En effet, Barnes a inauguré cet été à Mougins un lieu dédié à l’art de vivre sobrement nommé « Un moment Barnes ».
Cette agence immobilière 4.0 proposera à ses clients, en plus de ses services habituels, un restaurant équipé d’un terrain de pétanque, une librairie ainsi qu’une galerie d’art et, bien évidemment, des sessions de dégustation de vins, des coups de cœur du caviste aux grands crus dont sont friands les clients de Barnes.
L’objectif mentionné par Thibault de Saint Vincent, président de Barnes ? « Renforcer ses liens avec les clients en ayant l’occasion de créer des moments conviviaux ».
Ce n’est plus ce qu’on vend, mais bien ce que l’on fait vivre qui fait désormais la puissance d’une marque.
Holistiquement vôtre
Ça y est la rentrée est passée ; l’automne commence à pointer le bout de son nez et, avec lui, l’envie de passer en mode hygge, ce concept scandinave procurant un sentiment de bien-être lié à une atmosphère chaleureuse et au plaisir d’être ensemble. En deux mots, l’envie de sortir les plaids, les bougies, les grosses chaussettes et de passer un bon moment à papoter sur le canapé.
Si ce mode cocooning/hygge est, reconnaissons-le, très saisonnier (pendant les quelques jours de canicule cet été, ça vous aurait nettement moins tenté !), une autre approche s’installe qui, elle, ne se limite pas à un phénomène passager.
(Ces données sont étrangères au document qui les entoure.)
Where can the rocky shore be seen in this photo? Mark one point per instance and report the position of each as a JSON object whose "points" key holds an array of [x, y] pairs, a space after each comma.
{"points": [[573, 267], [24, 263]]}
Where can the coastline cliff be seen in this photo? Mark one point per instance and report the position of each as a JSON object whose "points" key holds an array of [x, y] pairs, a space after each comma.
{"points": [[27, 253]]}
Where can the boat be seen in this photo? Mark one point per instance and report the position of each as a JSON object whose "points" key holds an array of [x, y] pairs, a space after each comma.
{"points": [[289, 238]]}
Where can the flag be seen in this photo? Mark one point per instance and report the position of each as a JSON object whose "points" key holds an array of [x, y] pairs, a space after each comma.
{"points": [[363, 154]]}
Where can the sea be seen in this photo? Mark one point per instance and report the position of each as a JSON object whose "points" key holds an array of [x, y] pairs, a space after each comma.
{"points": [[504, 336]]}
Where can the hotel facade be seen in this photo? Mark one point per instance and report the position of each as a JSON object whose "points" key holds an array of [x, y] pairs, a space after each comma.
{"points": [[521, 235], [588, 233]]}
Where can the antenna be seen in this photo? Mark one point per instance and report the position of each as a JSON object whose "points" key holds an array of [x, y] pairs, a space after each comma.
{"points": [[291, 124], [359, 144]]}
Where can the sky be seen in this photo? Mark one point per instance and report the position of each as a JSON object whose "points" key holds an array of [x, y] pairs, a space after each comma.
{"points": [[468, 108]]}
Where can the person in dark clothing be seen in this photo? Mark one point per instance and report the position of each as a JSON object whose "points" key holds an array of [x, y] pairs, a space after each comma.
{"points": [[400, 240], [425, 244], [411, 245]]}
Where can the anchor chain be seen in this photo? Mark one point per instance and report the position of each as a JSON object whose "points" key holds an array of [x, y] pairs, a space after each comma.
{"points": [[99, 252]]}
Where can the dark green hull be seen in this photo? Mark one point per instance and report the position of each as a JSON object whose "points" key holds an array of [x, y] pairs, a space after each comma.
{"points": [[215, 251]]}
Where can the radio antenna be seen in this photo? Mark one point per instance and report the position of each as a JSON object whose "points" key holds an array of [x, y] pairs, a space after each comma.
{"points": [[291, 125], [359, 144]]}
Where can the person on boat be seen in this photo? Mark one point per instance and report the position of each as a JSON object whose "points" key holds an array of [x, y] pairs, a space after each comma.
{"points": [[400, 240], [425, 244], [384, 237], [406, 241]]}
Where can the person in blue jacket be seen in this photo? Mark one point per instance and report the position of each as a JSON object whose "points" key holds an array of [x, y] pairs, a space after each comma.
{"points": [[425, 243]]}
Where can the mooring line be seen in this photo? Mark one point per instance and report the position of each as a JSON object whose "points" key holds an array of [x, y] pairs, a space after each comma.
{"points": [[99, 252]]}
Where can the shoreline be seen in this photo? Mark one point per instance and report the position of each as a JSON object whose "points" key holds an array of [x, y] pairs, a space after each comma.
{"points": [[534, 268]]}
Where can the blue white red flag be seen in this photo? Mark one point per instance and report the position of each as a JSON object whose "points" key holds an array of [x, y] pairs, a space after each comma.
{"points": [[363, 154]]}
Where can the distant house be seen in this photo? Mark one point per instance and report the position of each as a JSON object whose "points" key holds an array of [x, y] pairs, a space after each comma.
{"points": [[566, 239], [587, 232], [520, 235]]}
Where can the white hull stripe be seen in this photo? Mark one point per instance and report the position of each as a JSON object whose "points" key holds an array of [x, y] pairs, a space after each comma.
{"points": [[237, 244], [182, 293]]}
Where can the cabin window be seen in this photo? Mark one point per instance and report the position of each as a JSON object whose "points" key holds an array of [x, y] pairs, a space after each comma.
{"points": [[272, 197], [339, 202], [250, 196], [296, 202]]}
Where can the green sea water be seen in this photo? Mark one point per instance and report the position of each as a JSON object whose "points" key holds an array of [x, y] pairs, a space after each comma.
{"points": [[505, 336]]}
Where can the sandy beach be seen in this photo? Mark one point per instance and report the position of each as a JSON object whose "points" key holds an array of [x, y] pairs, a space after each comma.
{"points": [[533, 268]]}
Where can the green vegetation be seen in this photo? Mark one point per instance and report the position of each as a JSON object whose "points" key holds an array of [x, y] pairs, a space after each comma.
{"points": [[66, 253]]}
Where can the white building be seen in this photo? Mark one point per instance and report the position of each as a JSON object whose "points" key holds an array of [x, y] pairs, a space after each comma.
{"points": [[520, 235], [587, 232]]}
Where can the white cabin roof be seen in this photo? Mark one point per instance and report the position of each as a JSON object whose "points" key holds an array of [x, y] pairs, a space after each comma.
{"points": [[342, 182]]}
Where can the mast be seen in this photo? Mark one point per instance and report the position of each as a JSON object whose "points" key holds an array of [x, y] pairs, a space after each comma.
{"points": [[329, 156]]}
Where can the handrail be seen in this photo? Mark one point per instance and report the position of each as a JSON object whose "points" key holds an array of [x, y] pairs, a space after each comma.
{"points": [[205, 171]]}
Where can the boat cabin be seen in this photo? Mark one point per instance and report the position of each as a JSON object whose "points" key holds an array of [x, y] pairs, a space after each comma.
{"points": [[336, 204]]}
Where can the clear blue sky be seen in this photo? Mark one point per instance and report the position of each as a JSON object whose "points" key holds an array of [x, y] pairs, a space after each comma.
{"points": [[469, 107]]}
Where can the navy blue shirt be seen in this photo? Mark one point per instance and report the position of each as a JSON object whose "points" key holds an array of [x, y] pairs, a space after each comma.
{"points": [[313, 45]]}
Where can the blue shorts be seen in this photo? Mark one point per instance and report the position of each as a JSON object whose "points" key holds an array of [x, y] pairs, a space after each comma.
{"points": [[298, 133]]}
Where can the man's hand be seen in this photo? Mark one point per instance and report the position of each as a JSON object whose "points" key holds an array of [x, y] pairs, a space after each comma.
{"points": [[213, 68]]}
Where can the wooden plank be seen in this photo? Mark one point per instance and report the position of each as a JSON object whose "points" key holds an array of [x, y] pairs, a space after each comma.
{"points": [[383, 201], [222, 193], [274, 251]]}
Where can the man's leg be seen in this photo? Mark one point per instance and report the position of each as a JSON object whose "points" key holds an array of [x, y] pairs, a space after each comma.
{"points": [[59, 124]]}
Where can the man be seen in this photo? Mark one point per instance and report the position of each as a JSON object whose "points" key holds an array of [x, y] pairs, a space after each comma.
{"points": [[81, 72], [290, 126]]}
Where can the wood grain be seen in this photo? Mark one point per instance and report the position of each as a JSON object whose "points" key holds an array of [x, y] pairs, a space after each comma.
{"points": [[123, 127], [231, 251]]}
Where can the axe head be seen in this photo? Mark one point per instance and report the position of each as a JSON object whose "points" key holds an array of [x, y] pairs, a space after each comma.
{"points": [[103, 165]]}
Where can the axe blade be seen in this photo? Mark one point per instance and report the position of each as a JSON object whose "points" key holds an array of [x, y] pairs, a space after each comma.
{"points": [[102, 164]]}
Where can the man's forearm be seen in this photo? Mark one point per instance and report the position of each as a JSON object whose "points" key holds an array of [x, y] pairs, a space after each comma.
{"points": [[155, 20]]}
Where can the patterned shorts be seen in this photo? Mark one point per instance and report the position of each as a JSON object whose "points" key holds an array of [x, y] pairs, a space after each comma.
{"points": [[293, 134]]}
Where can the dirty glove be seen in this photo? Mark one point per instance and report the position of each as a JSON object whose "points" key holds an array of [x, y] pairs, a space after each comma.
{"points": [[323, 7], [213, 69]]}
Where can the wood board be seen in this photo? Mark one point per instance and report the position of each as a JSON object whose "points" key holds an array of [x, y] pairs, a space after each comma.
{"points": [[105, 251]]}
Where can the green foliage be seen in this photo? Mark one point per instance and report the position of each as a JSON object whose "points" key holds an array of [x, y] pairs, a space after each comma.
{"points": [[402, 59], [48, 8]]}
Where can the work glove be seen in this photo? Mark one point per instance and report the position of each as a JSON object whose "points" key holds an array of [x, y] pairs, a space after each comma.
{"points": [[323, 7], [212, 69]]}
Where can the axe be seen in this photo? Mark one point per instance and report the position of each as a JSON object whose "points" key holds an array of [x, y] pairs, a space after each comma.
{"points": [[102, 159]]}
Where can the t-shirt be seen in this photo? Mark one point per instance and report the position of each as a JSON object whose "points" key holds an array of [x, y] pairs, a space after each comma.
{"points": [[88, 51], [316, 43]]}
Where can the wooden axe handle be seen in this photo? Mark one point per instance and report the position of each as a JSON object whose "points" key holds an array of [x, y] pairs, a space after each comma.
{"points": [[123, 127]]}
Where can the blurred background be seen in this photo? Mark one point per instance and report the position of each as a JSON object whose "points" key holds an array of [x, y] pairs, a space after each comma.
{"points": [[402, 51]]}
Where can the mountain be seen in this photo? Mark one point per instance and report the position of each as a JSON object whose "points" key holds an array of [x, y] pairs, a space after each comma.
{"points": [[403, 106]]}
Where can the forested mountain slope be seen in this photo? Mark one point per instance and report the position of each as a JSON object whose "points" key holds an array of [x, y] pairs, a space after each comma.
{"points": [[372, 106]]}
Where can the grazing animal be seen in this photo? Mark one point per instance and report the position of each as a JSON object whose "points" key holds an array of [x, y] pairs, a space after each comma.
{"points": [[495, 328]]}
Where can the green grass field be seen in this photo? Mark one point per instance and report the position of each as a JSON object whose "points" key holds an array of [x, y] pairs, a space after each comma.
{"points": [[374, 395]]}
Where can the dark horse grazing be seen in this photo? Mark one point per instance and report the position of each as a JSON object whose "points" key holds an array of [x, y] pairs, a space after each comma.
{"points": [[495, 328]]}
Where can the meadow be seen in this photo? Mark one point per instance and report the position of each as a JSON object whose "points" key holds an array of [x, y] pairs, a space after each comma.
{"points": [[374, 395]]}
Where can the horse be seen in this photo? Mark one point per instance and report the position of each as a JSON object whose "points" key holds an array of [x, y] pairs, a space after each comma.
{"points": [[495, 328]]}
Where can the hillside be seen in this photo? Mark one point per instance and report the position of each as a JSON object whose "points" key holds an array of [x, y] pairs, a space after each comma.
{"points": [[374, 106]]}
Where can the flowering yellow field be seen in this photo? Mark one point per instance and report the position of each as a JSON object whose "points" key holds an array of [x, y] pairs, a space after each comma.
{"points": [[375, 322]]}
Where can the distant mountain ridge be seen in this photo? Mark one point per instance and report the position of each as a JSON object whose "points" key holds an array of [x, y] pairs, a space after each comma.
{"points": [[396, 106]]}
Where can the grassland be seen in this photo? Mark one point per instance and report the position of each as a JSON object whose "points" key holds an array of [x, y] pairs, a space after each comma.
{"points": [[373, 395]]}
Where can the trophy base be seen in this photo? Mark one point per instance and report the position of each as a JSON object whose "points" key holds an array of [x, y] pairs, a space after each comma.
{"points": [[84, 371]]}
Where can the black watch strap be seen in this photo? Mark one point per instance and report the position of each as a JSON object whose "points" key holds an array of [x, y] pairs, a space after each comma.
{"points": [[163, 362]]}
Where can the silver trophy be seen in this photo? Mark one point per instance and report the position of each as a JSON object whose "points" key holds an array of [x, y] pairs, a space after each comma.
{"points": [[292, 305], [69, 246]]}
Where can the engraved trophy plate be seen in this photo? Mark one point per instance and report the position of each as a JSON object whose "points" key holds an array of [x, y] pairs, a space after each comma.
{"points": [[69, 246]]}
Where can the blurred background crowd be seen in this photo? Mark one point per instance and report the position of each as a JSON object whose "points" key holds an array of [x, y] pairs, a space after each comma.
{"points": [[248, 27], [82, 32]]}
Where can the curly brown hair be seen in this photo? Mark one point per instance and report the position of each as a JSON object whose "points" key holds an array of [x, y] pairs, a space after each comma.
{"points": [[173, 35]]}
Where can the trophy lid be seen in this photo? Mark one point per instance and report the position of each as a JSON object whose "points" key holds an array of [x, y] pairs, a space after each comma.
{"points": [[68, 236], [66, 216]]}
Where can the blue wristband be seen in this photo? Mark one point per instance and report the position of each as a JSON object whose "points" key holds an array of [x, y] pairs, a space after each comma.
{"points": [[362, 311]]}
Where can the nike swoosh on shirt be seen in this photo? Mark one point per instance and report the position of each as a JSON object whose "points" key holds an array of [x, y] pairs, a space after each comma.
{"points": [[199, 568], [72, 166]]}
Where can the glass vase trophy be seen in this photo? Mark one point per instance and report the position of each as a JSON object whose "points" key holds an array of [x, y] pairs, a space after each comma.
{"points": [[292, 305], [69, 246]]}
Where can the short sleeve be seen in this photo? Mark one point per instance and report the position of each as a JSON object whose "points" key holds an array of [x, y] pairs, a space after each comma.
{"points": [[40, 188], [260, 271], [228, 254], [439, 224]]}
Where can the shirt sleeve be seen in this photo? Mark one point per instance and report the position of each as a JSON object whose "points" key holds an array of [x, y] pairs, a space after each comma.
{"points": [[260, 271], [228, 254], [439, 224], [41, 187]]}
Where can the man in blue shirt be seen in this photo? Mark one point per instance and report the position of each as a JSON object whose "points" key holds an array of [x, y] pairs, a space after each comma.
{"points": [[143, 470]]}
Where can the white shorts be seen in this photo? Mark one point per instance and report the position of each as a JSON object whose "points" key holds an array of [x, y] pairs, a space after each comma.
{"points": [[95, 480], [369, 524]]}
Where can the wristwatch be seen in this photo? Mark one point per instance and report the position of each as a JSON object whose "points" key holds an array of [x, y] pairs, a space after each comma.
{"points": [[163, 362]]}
Elle représente au contraire une véritable lame de fond, appelée à s'ancrer durablement dans nos habitudes et à devenir un pilier central de nos vies pour les années à venir : l’approche holistique.
Le mot « holistique », tout le monde l’a déjà entendu au moins une fois, mais personne ne sait vraiment dire de quoi il s’agit : un truc de style cours de yoga pour les uns, une approche à la Bourdieu pour les autres ou un mouvement limite sectaire pour certains. Avant d’aller plus loin, on va donc repartir à la base et quelques années en arrière. « Holistique » vient du grec « holos » qui signifie « entier ». On est bien avancé, me direz-vous.
Fondée sur cette étymologie, l’approche holistique envisage la personne dans son ensemble, à savoir son corps (le physique), sa tête (le mental), mais aussi son humeur (l’émotionnel), car tout est lié.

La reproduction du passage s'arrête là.